Par ces motifs, LA COUR, après en avoir délibéré conformément à la loi, Statuant publiquement, contradictoirement à signifier à l'égard des prévenus, contradictoirement à l'égard de la Direction de Hautes-Pyrénées de la Concurrence, de la Consommation et de la Répression des Fraudes, partie intervenante et en dernier ressort, Reçoit les appels comme réguliers en la forme, Au fond : Confirme le jugement rendu le 13 février 2001 par le Tribunal correctionnel de Tarbes en toutes ses dispositions pénales, Sauf à dire que la peine d'amende à l'encontre de la SA X s'élève à 7 500 euros et que celle prononcée à l'encontre de Monsieur J Franck s'élève à 1 500 euros dont 750 euros avec sursis, Constate que l'avertissement prévu aux articles 132-29 et suivants du Code pénal, n'a pas été donné à J Franck, absent lors du prononcé de l'arrêt.

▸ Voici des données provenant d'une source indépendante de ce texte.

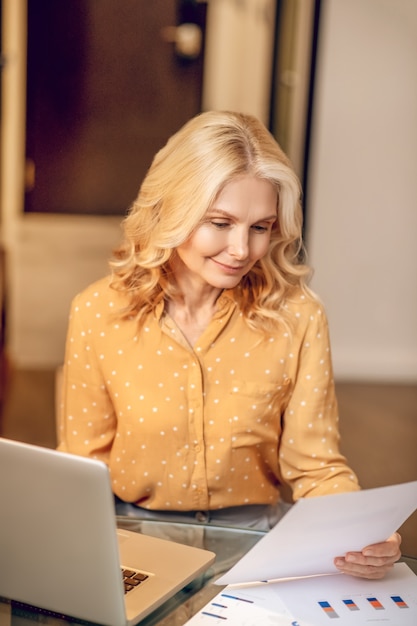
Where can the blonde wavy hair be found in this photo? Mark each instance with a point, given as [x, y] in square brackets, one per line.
[183, 181]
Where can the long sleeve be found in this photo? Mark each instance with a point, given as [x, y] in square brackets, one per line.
[309, 454]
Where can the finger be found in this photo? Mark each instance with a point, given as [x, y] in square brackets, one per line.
[362, 571]
[390, 547]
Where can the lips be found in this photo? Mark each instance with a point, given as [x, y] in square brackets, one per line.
[229, 268]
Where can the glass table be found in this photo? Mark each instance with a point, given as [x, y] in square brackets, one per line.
[229, 544]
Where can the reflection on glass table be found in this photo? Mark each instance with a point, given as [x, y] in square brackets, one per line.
[229, 544]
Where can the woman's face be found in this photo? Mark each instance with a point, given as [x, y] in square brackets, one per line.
[234, 234]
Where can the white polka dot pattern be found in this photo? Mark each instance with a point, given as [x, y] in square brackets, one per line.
[201, 428]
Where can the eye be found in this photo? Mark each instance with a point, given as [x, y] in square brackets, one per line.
[219, 224]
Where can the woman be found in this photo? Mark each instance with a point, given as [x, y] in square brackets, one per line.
[200, 370]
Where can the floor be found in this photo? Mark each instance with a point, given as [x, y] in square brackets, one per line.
[378, 425]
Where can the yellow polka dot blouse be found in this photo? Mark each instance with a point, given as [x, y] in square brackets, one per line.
[217, 425]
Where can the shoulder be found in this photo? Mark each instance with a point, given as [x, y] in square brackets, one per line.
[304, 302]
[305, 312]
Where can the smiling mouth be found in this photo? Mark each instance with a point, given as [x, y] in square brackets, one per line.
[229, 268]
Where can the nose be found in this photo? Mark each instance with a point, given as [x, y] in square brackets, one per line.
[239, 243]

La présente décision est assujettie à un droit fixe de procédure d'un montant de 120 euros dont est redevable chaque condamné. Les prévenus sont tenus solidairement au paiement des droits fixes de procédure. Fixe la contrainte par corps conformément à la loi; Le tout par application du titre XI de la loi du 4 janvier 1993, les articles 749 et suivants du Code de procédure pénale, articles 132-29 et suivants du Code pénal, 31 I al.1 3°, al.2, 28 I de la loi 96-603 du 5 juillet 1996, 11 du décret 96-1097 du 16 décembre 1996. Le présent arrêt a été rendu en application des articles 485 et 486 du Code de procédure pénale.